The practical implications extend to the ongoing effort to build error-corrected quantum computers — machines that can run computations long enough to solve problems that classical computers cannot. Error correction requires maintaining qubit coherence over extended periods, which in turn requires understanding exactly how and when coherence breaks down. The new measurement technique gives hardware developers the diagnostic visibility they need to design correction codes that can anticipate and compensate for the specific failure modes they are now for the first time able to observe. As Frontierbeat reported on April 6, EPFL research found that noise causes quantum circuits to actively forget earlier computations — “memory fade” — which places a hard practical limit on circuit depth. The NTNU measurement breakthrough does not solve that problem. But it gives the people trying to solve it a much sharper set of instruments to work with.

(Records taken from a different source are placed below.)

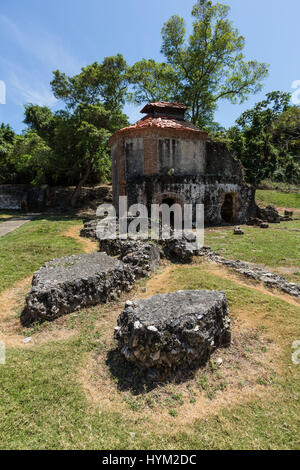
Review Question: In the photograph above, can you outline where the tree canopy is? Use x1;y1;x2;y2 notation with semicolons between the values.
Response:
227;91;300;185
129;0;268;127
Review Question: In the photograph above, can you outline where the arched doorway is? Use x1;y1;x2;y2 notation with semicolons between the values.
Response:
221;193;236;224
161;197;176;228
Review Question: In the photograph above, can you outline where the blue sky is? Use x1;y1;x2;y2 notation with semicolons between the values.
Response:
0;0;300;131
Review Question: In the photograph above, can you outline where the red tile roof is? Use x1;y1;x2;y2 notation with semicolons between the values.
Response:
118;115;203;132
141;101;188;113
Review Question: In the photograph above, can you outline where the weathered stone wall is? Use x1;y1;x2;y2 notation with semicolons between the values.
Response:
0;184;47;211
22;253;135;324
158;139;206;175
112;134;257;226
114;290;231;379
127;175;257;225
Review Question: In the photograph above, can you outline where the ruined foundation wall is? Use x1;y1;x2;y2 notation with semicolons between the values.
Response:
112;135;257;225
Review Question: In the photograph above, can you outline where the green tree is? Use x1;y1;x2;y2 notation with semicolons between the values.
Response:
24;54;128;206
227;91;300;186
129;0;267;126
0;123;16;183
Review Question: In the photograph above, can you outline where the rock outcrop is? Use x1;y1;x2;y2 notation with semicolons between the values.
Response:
114;290;231;379
199;247;300;297
22;253;135;323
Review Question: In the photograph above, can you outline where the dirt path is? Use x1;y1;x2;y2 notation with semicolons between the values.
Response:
0;215;33;237
63;225;98;253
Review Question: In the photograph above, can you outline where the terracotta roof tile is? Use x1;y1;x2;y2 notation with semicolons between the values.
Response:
118;115;202;132
141;101;188;113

The Sympathetic Cooling Bridge to CERN’s Antimatter Research
The sympathetic cooling technique used in the new qubit measurement method has a direct parallel in particle physics research that CERN published last week. As Frontierbeat reported, CERN’s ALPHA experiment increased antihydrogen production eightfold by adding laser-cooled beryllium ions to a Penning trap — allowing positrons to cool through interaction with the ions rather than through direct cooling methods.
The NTNU quantum measurement research uses an analogous principle: coupling a cooler system to the qubits to extract energy more efficiently, enabling faster and more accurate state assessment. The physics is different. The engineering philosophy is identical: introduce an intermediary system that can be cooled or measured independently, then let it do the work that direct approaches cannot accomplish at the required speed or precision.
The parallel between these two breakthroughs — one in antimatter physics, one in quantum information science, published within days of each other — suggests that sympathetic thermal management is becoming a foundational technique across quantum-adjacent physics. If both approaches scale as their respective research teams expect, they could accelerate progress in quantum computing hardware and antimatter research simultaneously. The quantum computer that CERN needs to simulate antimatter behavior cannot be built without the kind of qubit stability the NTNU measurement technique is helping to engineer. The feedback loop between these two research programs is beginning to close.
The broader significance is that quantum computing hardware is beginning to develop the diagnostic infrastructure that mature engineering disciplines take for granted. Classical semiconductor development has decades of measurement and characterization tooling behind it. Quantum hardware development has had to build that infrastructure from scratch, often by physicists rather than engineers.